What do a clinical professor in neurosurgery at the University of Washington’s School of Medicine, a retired US Army three-star lieutenant general, a professor of economics at Roosevelt University, a curator at the Museum of Contemporary Art in Chicago, and a retired member of an Ironworkers’ Local Union in Detroit have in common?  The answer is that they all read poetry. 

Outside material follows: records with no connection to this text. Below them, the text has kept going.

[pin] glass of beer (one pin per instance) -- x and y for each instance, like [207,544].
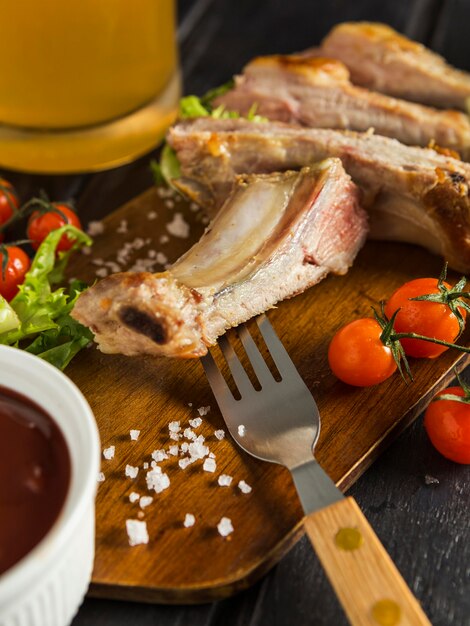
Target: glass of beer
[85,84]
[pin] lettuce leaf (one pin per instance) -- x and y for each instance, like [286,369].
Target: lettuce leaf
[41,315]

We all know that poets are avid readers of poetry, but what about others? When and why do they connect with poetry? To answer this question Poetry magazine has been running an occasional column called The View from Here which invites readers from outside of the world of poetry to describe what it is that makes them relate to poetry.  During this time, contributors from a wide range of professions have responded with their own personal take on the subject.  This collection, which is dedicated to the founding benefactor of Poetry magazine, Harriet Monroe, brings together fifty of the most compelling contributions which are often surprising, always uplifting and, as far as the future of poetry is concerned, very reassuring.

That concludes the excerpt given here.